Taking her hand, Luke led her into the living room. Slipping off her sandals, Heidi took the fleece throw from the couch and settled herself on the faux bearskin rug in front of the fireplace. As she watched Luke make a fire, it occurred to her again how different he was from the other men she had known. He had completely taken charge of the situation and made her feel safe and protected, without once coming across as arrogant or overbearing. He was the perfect man for her, and she couldn’t imagine finding anyone else like him. For the hundredth time, she wondered if one of the reasons she was so attracted to him was because he was a werewolf like her. Did she instinctively recognize that they were a good match? Maybe, but that didn’t make her feelings for him any less real. And she had feelings. Lots of feelings.
When he’d gotten the fire going to his satisfaction, Luke stood and went to her. Bending over, he kissed her lingeringly on the mouth. “Now, you stay here and relax, and I’ll go get us that cocoa.”
“Are you sure you don’t want help?” she asked.
“I think I can handle making hot water,” he said with a smile. “You just sit here and look beautiful.”
Heidi smiled. He really knew how to make a girl feel special, that was for sure. From her seat on the bearskin rug, she watched as Luke moved around the kitchen. Sheesh. How could a guy look so sexy doing something as simple as making hot cocoa? She was tempted to jump up and go join him in the kitchen just to be closer to him. But before she could, he finished up and came back to join her on the rug. He handed her one of the mugs, then settled down beside her.
“So, let’s see if this stuff was worth all the money we paid for it,” he said, giving her a grin before he took a swallow.
“Well?” she asked expectantly.
He nodded. “It’s not bad.”
She blinked. “Not bad? It’s absolutely delicious.”
He leaned close to kiss her on the mouth. “Not nearly as delicious as you.”
Blushing, Heidi laughed.
Luke reached up to
brush her hair back from her face. “Feeling better?”
She nodded. “Much. Thanks.”
“Good.” Taking the mug from her hand, he set it down on the coffee table along with his own. “But I know a way to help you relax even more. Turn around and I’ll massage your shoulders.”

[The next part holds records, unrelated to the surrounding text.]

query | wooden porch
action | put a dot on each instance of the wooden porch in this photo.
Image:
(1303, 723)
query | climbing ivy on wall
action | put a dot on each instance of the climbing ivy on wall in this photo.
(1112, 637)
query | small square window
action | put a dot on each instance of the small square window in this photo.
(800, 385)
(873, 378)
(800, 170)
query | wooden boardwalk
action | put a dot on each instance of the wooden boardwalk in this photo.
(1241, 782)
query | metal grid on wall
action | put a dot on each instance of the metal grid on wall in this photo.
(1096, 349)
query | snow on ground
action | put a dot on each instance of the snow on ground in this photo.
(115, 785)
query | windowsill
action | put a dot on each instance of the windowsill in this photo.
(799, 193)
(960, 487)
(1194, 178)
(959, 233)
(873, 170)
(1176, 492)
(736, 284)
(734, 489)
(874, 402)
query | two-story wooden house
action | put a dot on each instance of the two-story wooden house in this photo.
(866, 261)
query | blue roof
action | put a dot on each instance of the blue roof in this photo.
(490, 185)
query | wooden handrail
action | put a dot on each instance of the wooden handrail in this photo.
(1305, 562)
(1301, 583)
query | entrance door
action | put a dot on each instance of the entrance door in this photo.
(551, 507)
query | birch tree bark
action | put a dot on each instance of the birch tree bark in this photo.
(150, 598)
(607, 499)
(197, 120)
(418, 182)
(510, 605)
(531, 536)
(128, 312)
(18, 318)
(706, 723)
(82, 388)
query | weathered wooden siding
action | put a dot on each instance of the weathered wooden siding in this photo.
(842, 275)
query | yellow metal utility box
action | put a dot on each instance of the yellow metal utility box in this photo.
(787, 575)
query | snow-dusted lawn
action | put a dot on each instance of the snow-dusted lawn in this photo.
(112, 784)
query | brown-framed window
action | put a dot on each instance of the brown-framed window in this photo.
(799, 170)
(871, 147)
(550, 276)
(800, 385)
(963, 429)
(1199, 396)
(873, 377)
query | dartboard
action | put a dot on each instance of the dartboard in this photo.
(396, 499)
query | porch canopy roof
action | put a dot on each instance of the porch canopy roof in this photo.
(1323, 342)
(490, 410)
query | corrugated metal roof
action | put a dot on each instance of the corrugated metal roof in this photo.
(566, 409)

Thinking that would be absolutely heavenly, Heidi scooted around so she was sitting between his legs, her hips snug against his hard thighs, her back against his muscular chest. Reaching up with one hand, she pulled her long hair around to the front, eager for him to begin.
Luke slowly slid his hands up her bare arms and over her shoulders to gently massage her neck, and Heidi let out a sigh. She hadn’t realized how tense she still was, but as his fingers made slow, sweeping motions along her muscles, she felt the anxiety gradually begin to fade away.

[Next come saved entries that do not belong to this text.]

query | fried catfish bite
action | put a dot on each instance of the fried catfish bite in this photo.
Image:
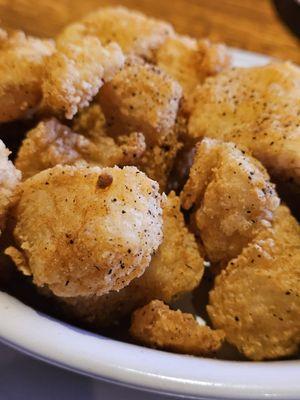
(132, 30)
(10, 178)
(74, 74)
(175, 269)
(51, 143)
(258, 108)
(86, 231)
(232, 198)
(190, 61)
(21, 66)
(141, 97)
(156, 325)
(256, 299)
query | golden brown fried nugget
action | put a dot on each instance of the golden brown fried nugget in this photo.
(175, 269)
(232, 196)
(142, 98)
(10, 178)
(190, 61)
(86, 231)
(74, 74)
(257, 108)
(21, 65)
(51, 143)
(132, 30)
(158, 160)
(256, 299)
(156, 325)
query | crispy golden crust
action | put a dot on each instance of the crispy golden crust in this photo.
(21, 64)
(190, 61)
(10, 178)
(256, 299)
(52, 143)
(257, 108)
(74, 74)
(132, 30)
(232, 195)
(175, 269)
(86, 231)
(158, 160)
(141, 98)
(156, 325)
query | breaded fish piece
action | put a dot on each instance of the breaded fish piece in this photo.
(191, 61)
(133, 31)
(10, 178)
(21, 65)
(175, 269)
(74, 74)
(257, 108)
(232, 198)
(157, 160)
(91, 122)
(143, 98)
(83, 231)
(51, 143)
(156, 325)
(256, 299)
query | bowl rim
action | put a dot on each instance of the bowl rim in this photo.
(71, 348)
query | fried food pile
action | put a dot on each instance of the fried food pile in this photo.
(121, 111)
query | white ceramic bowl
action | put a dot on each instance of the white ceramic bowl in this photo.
(69, 347)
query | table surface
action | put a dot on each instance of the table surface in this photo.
(248, 24)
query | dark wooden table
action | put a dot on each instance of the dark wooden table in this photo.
(248, 24)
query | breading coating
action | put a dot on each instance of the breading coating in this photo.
(132, 30)
(156, 325)
(256, 299)
(21, 65)
(74, 74)
(190, 61)
(175, 269)
(86, 231)
(51, 143)
(158, 160)
(257, 108)
(10, 178)
(142, 98)
(232, 198)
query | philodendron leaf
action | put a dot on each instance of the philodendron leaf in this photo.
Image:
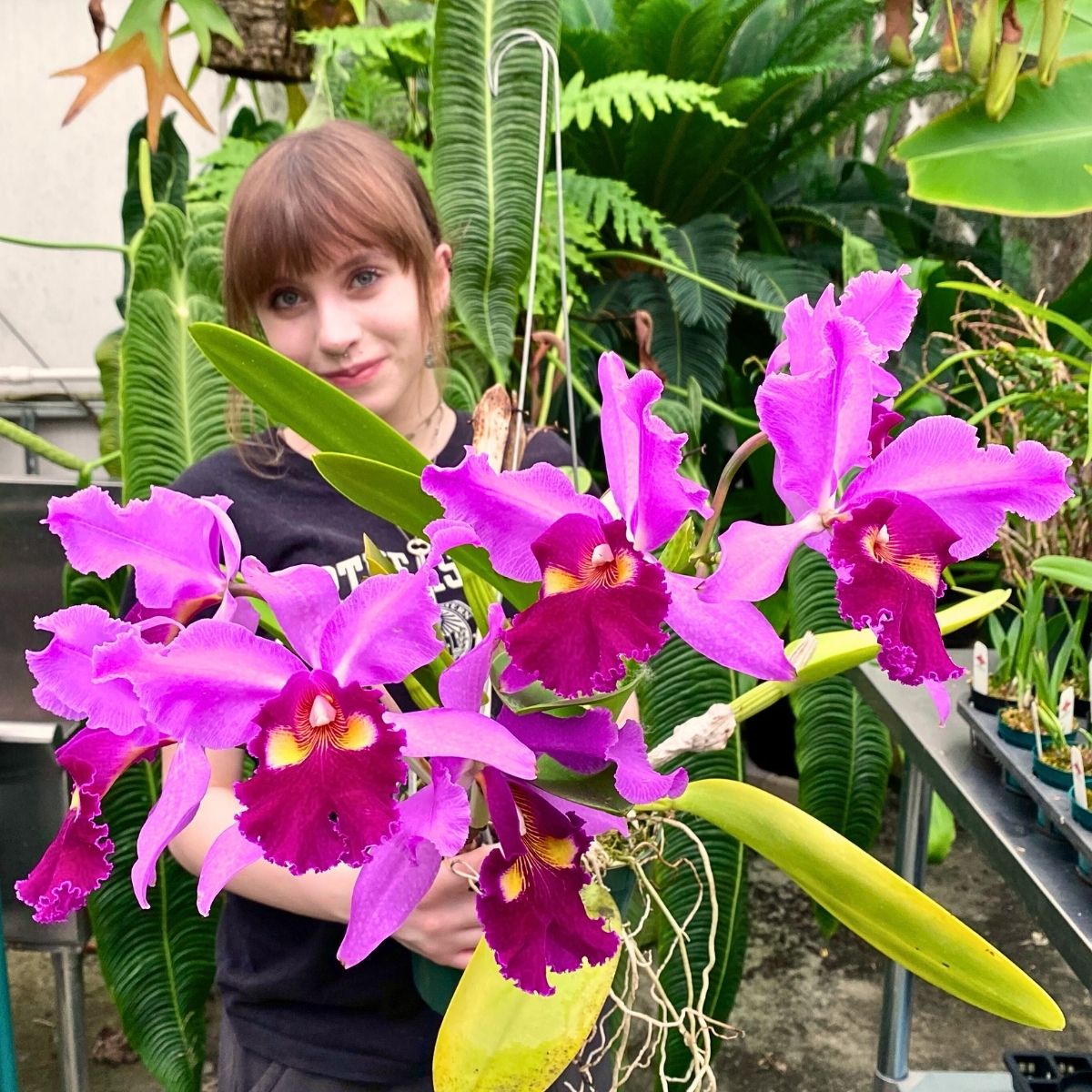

“Mmm,” she murmured. “That feels good.”
Luke didn’t reply, but simply continued to gently work all the tightness from her neck and shoulders with his fingers. God, he has magical hands. His mouth is pretty magical, too. He pressed his lips to the curve of her neck a moment later. Heidi tilted her head to the side, exposing even more of her neck to him. He trailed a path of hot kisses up to her ear, nibbling teasingly on the lobe before swirling his tongue inside. The move was both erotic and ticklish at the same time, and Heidi let out a little laugh as goose bumps chased up and down her arms. It was amazing the way Luke could make her forget all of her troubles with just a few simple touches.

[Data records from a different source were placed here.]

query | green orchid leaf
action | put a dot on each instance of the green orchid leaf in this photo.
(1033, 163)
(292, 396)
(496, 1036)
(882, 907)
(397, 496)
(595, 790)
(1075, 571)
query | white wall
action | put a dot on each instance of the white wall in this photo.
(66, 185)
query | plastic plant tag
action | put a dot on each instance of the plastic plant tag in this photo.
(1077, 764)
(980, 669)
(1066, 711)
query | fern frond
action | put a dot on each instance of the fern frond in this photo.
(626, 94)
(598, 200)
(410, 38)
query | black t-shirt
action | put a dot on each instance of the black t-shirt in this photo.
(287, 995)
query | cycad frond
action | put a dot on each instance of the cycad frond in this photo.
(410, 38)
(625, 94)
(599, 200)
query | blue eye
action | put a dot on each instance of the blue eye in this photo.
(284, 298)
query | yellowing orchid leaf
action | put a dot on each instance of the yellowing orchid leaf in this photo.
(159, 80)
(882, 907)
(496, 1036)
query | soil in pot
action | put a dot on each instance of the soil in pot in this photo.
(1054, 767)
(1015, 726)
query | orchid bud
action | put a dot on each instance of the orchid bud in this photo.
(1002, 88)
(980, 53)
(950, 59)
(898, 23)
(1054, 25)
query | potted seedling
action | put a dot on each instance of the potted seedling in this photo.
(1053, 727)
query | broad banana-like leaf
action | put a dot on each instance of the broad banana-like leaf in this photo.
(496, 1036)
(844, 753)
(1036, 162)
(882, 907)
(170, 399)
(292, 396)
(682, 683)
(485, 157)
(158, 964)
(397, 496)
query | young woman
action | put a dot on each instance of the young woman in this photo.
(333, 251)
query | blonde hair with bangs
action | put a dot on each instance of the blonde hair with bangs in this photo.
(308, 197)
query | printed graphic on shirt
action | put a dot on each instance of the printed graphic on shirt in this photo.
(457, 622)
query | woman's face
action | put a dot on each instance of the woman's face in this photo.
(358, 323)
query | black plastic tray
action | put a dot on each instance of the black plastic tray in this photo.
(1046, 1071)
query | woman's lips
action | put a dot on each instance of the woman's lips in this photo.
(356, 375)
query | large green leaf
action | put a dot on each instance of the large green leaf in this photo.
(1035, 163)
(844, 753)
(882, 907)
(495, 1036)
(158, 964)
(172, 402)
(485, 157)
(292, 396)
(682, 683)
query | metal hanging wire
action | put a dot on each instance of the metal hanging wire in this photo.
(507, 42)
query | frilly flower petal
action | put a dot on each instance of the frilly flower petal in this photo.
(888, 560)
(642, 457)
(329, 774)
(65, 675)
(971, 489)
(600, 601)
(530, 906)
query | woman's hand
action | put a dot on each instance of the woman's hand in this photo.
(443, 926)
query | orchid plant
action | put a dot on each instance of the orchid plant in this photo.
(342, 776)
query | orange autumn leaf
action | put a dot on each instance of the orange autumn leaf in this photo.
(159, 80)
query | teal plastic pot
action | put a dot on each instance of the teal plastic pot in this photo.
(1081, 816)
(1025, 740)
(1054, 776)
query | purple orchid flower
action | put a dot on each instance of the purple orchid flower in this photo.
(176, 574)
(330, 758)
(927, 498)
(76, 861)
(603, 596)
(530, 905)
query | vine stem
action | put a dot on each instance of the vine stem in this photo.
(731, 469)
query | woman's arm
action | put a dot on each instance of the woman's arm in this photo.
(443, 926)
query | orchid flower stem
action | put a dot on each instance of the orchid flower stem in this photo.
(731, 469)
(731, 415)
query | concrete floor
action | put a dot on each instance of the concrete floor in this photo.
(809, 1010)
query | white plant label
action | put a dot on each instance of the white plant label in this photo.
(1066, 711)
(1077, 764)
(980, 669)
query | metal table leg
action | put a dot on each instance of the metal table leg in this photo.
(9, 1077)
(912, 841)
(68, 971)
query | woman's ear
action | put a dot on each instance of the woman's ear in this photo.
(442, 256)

Chuckling softly, Luke turned her around in his arms. Cupping her face in his hands, he covered her mouth with his own in a kiss that made her dizzy. When he lifted his head, his eyes were like molten gold in the firelight as they studied her, and Heidi caught her breath at the emotion she saw in their depths. No man had ever looked at her like that before. It wasn’t just lust that she saw there, but something deeper, something she wouldn’t have thought possible could exist after knowing each other only a few days. Her heart did a little back flip in her chest. Was Luke falling for her? Maybe she wasn’t the only one who was head over heels in love.